According to the economist, in the event that there is an escalation into new geographies with the disruption potentially extending into the third quarter of 2020, the likelihood of a global recession will increase.

Stanbic’s PMI is acts as a barometer of the performance of the economy each month. Readings above 50.0 signal an improvement in business conditions on the previous month, while readings below 50.0 show a deterioration.

At 49.0 in February, the headline reading pointed to a second successive month of decline in the Kenyan private sector. The index dropped from 49.7 in January and was the lowest recorded in over two years.

Households continued to struggle with weak cash flow, causing a notable decline in demand for goods and services while output prices were raised solidly as firms faced greater cost pressures from inflated raw material prices.

Despite sales dipping locally, foreign sales rose at a much softer pace, which panellists link to weaker exchange rates.

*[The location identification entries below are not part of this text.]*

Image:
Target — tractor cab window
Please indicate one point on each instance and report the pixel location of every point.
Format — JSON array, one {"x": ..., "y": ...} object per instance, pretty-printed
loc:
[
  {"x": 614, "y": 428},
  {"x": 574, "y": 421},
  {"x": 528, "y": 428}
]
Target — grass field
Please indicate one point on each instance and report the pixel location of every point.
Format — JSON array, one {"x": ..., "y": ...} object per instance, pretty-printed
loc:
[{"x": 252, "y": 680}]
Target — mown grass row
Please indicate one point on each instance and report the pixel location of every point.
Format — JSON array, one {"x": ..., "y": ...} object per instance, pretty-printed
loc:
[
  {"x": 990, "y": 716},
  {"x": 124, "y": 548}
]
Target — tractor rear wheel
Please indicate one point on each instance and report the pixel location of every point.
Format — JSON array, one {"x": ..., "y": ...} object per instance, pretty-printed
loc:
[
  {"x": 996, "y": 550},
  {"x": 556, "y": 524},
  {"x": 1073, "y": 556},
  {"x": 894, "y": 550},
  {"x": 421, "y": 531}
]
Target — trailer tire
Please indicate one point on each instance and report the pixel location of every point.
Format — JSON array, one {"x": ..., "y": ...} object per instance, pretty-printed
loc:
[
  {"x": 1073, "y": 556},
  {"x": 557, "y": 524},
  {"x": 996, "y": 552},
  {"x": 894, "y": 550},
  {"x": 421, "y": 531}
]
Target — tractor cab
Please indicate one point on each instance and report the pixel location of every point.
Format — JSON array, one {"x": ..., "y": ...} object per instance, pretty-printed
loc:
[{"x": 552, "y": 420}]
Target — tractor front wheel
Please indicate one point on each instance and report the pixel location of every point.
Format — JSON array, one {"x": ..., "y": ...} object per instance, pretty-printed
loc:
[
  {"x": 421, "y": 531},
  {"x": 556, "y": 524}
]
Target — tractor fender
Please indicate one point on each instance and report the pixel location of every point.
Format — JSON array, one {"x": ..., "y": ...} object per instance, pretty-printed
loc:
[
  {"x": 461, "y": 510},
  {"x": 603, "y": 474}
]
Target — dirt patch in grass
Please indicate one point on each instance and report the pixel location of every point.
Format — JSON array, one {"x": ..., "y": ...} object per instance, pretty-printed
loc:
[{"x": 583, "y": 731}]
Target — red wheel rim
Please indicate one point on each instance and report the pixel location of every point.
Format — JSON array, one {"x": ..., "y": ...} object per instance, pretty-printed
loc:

Firms subsequently reduced activity further during February, as latest data showed a solid drop in output
that was only slightly less marked than in January. As well as impacting sales, businesses highlighted that weaker cash flow often stalled operations.

“Input spending rose modestly, although stocks continued to grow as firms remained hopeful of a rebound in activity in the near future. In fact, confidence in the year-ahead outlook neared the highest on record, reads the survey.

This optimism, as well as efforts to lower backlogs, led to a quicker increase in employment at Kenyan companies in February. The rate of growth was the strongest since last November, albeit broadly similar to the series trend.


Cost pressures meanwhile accelerated to a six-month high, with companies reporting that prices of fuel and foodstuff rose in the latest survey period.

Supply chain pressures were not evident, however, with vendor lead times improving for the second month in a row.

Despite weaker demand, Kenyan firms raised output prices in February, in a bid to maintain profit margins as cost pressures increased.